Clinton Revises Computer Export Control Regulations
Alex Wagner
On January 10, the outgoing Clinton administration loosened U.S. export controls on high-performance computers (HPCs) for the sixth time since 1993, emphasizing that the restrictions have become obsolete given rapid advancements in computer processing speed.
The United States regulates the export of HPCs because they can be used in the development and deployment of weapons of mass destruction. HPC exports are controlled by a four-tier country group structure created in 1995. The tier system restricts exports based on the perceived proliferation threat posed by the recipient state or end-users within a state. Tier 1 countries, such as European allies, are subject to no restrictions, while virtually all HPC exports are banned to end-users in Tier 4 countries, which include North Korea and Iran. Exports to countries in Tiers 2 and 3 require licenses for HPCs above certain speeds.
The White House's recent move combines the first and second tiers, creating a new three-tier structure and effectively abolishing licensing requirements for Tier 2 states, which include Slovenia, South Korea, and most countries in Central and South America, Africa, and Southeast Asia. The revised regulations also raised the speed threshold for exports (above which a license is required) to Tier 3 countries, including Russia and China, from 28,000 million theoretical operations per second (MTOPS) to 85,000 MTOPS for all end-users. (According to the Intel Corporation, the Pentium III processor, which is commonly found in personal computers, has processing speeds ranging from about 930 MTOPS to about 2,630 MTOPS.)
The tier combination will take place in 120 days and the new speed threshold will go into effect February 26.

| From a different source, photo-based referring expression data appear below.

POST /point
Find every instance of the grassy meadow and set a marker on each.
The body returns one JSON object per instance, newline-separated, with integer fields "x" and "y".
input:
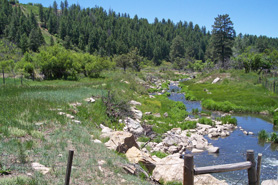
{"x": 237, "y": 91}
{"x": 32, "y": 131}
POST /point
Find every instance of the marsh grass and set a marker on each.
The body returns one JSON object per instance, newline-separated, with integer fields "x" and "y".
{"x": 239, "y": 93}
{"x": 23, "y": 140}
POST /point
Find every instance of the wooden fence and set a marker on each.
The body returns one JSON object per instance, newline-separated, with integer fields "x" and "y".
{"x": 249, "y": 165}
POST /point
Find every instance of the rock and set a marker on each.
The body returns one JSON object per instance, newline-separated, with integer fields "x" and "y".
{"x": 203, "y": 126}
{"x": 215, "y": 80}
{"x": 208, "y": 180}
{"x": 41, "y": 168}
{"x": 39, "y": 124}
{"x": 223, "y": 134}
{"x": 137, "y": 113}
{"x": 157, "y": 115}
{"x": 270, "y": 182}
{"x": 90, "y": 100}
{"x": 70, "y": 116}
{"x": 133, "y": 126}
{"x": 159, "y": 147}
{"x": 213, "y": 149}
{"x": 76, "y": 121}
{"x": 134, "y": 155}
{"x": 134, "y": 169}
{"x": 106, "y": 131}
{"x": 173, "y": 149}
{"x": 265, "y": 112}
{"x": 75, "y": 104}
{"x": 133, "y": 102}
{"x": 97, "y": 141}
{"x": 121, "y": 141}
{"x": 194, "y": 150}
{"x": 172, "y": 171}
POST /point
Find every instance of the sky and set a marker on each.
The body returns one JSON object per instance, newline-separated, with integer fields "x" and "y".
{"x": 255, "y": 17}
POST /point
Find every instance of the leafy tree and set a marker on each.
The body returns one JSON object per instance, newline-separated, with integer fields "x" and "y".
{"x": 135, "y": 59}
{"x": 223, "y": 34}
{"x": 4, "y": 65}
{"x": 35, "y": 39}
{"x": 122, "y": 61}
{"x": 52, "y": 41}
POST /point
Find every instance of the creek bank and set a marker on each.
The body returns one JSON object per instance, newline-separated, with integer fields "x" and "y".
{"x": 174, "y": 143}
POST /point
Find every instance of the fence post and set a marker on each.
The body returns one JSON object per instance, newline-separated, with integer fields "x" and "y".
{"x": 188, "y": 170}
{"x": 258, "y": 173}
{"x": 70, "y": 157}
{"x": 252, "y": 170}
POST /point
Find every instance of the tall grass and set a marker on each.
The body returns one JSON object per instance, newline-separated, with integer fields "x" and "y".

In a press release announcing the changes, the Clinton administration indicated that it "would prefer to remove most controls on computer hardware exports" but recognized that the Bush administration would need time to evaluate such a proposal. While acknowledging that there is "merit in continuing to control national security and proliferation-related software," the Clinton administration noted that restricting hardware exports is increasingly ineffective.
A General Accounting Office report released in December 2000 agreed, saying that current HPC controls based on MTOPS were "outdated and no longer a valid means for controlling computing technology." However, the report criticized the Clinton administration for not adequately explaining previous changes to the MTOPS thresholds in February 2000 and August 2000, specifically noting that the administration "did not factor computer clustering into its control threshold changes." Clustering, the process of physically connecting lower-speed computers to run applications faster, would allow a collection of such computers to exceed even the revised HPC thresholds.

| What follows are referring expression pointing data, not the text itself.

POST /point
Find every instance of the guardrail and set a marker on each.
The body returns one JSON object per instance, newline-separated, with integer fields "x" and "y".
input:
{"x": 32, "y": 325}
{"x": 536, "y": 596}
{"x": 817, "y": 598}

Saying that an alternative was needed in order to address national security and proliferation concerns, the report called for a panel of experts to "comprehensively assess and report to Congress" ways to address the shortcomings of the current HPC export control process.
The Bush administration is reviewing the Clinton administration's HPC export control policies, but has yet to determine what changes, if any, it plans to make. In his confirmation hearing January 17, Secretary of State Colin Powell said that as "opposed to 10 or 12 years ago…we have now discovered that [HPCs] are fungible items; they're all over the world, and if we don't sell them, somebody else will." While recognizing the significance of "guarding the nation's interests" and "protecting [its] secrets," Powell concluded that computer export controls should not place the United States at a "competitive disadvantage."